Simply put, a system that will apologize for everything isn’t genuinely accountable for anything.

Note also that I am specifically sidestepping the question of Grok’s actual culpability for generating deepfake abuse imagery. The question of who truly bears responsibility is immaterial precisely because it’s not a factor in Grok’s responsiveness to demands for apology.

Apologies Are Not Incantations

Amid the noisy hype-and-doom cycle of public discourse over new AI technologies, there are extremely important social and cultural developments that are not getting the attention they deserve. The emergence of non-human language generators puts profound new stresses on many ways people interact with each other and their social environments. In this case, there’s nothing new about the underlying principle that apologies are not magic words. Words alone do not change reality, whether the words are put together by a human or a machine.

What has changed is the way LLMs’ apparent command of language confuses people. We are the first people in human history to encounter anything other than a human being that can generate fluent language, and that change is proving to be extremely disruptive.

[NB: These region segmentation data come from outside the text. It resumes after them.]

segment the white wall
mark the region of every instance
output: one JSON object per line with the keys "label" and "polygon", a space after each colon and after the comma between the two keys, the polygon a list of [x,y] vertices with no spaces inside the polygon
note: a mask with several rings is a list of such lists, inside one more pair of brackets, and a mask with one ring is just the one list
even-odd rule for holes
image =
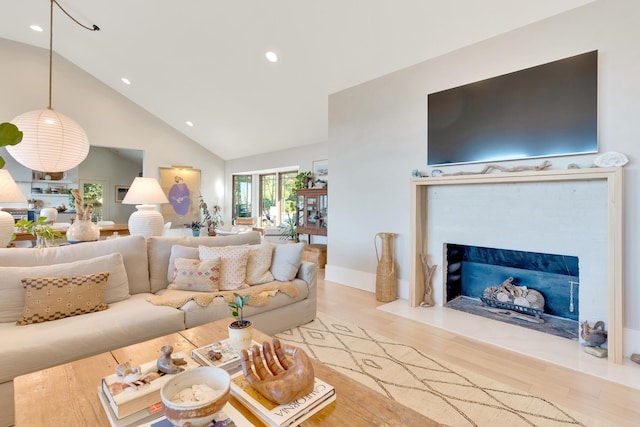
{"label": "white wall", "polygon": [[[46,108],[49,52],[0,39],[0,58],[0,121]],[[202,171],[207,200],[224,188],[220,157],[55,54],[53,108],[78,122],[91,145],[143,150],[144,176],[159,178],[160,167],[190,165]]]}
{"label": "white wall", "polygon": [[[640,352],[639,270],[634,261],[640,250],[638,16],[640,2],[635,0],[597,1],[331,95],[332,221],[326,278],[373,290],[374,236],[394,232],[399,294],[408,294],[409,178],[412,169],[426,169],[427,94],[597,49],[600,152],[618,151],[630,159],[624,200],[625,353]],[[564,168],[569,162],[588,165],[592,160],[587,156],[552,163]],[[448,171],[481,169],[468,165]]]}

But the design of these systems, as well as their behavior, makes it clear that prompting them for apologies is a fundamentally pointless exercise. Users and critics, especially those with media platforms, need to approach AI with much greater thoughtfulness and care. Sloppy thinking and writing only creates confusion, and it’s critically important at this moment, when the mass adoption of LLM technologies is having unexpected impacts on so many aspects of daily life, for public discourse to be informed by clarity and understanding.

Many people came out of this episode owing apologies, and I know better than to expect any more than a handful of them ever to be issued. It’s always hard for people to admit they were wrong, much less to take accountability. But I hope that everyone thinking about and using AI can try to be just a little bit more thoughtful, because powerful tools need to be handled carefully.